Maybe the correct way is to:

LD_LIBRARY_PATH="/opt/myglibc/;..." /opt/myglibc/ld-linux.so.2 the_program`

Not sure if this works, though.

At any rate, I think using an alternative glibc requires a yet to implement framework, because search paths are wired sometimes and the glibc always has to fit your OS/kernel, so there can't be generic binaries, IMO. Debian's multiarch shows that it's not trivial, but still can be done. If one was to have some other means of discerning libraries besides the target architecture.

The website just gave me this other related thread:

There, the accepted answer includes a link to a program called rtldi, which seems to solve the glibc issue. It's from 2004 so it may not work right out of the linker anymore, but maybe its worth looking into. Its source is GPLv2.

Jehova, Jehova

A friend of mine once came up with the idea, that the actual use of shared libraries is overrated. And he does have a point: shared libraries are good to not fill up your computer's memory with duplicates, but considering the individual application instance this is only a few MBs.

There is only a few applications where we would resort to actions such as providing them their own glibc. Saving us a lengthy analysis let's call them "immediate applications", that are of use by themselves, in the sense of getting work done. For example web browsers, mail user agents, office suits and music players allow the user to get what they want and there are only a few instances per user. To portrait the other side, system services, window managers, even entire desktop environments are all very important, but merely supporting and often not sufficiently uncommon or critical, so that people would be willing to give them their very own glibc.

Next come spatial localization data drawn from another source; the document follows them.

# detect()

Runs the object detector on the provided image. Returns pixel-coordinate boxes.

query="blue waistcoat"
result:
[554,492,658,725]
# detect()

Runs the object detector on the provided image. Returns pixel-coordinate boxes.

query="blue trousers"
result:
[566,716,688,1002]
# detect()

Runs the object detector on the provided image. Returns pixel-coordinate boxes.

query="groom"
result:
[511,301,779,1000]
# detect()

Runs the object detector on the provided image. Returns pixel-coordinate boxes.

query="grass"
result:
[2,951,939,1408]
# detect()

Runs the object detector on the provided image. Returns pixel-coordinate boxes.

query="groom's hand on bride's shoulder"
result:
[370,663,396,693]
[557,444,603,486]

The number of "immediate applications" is rather small, absolutely per user and relatively compared to what "basic" OSs and DEs spawn these days. If immediate applications, like Chrome, Firefox were compiled statically, the additional memory requirement for the average system would be a few 100MB. An argument that doesn't carry very far on today's many GB systems so statical linking for immediate applications can be an option.

There are also the concepts of swap space and SSDs which allow for rediculously fast swapin/-out, which also helps handling the increaed memory requirement.

The glibc issue discussed here is not really resolved though static linking, but for applications like web browser a sort of self contained distribution format is conceivable, where the X protocol, some sound daemon and some kernel meethods as the only interface. The advantage would be fewer library version incompatibilities.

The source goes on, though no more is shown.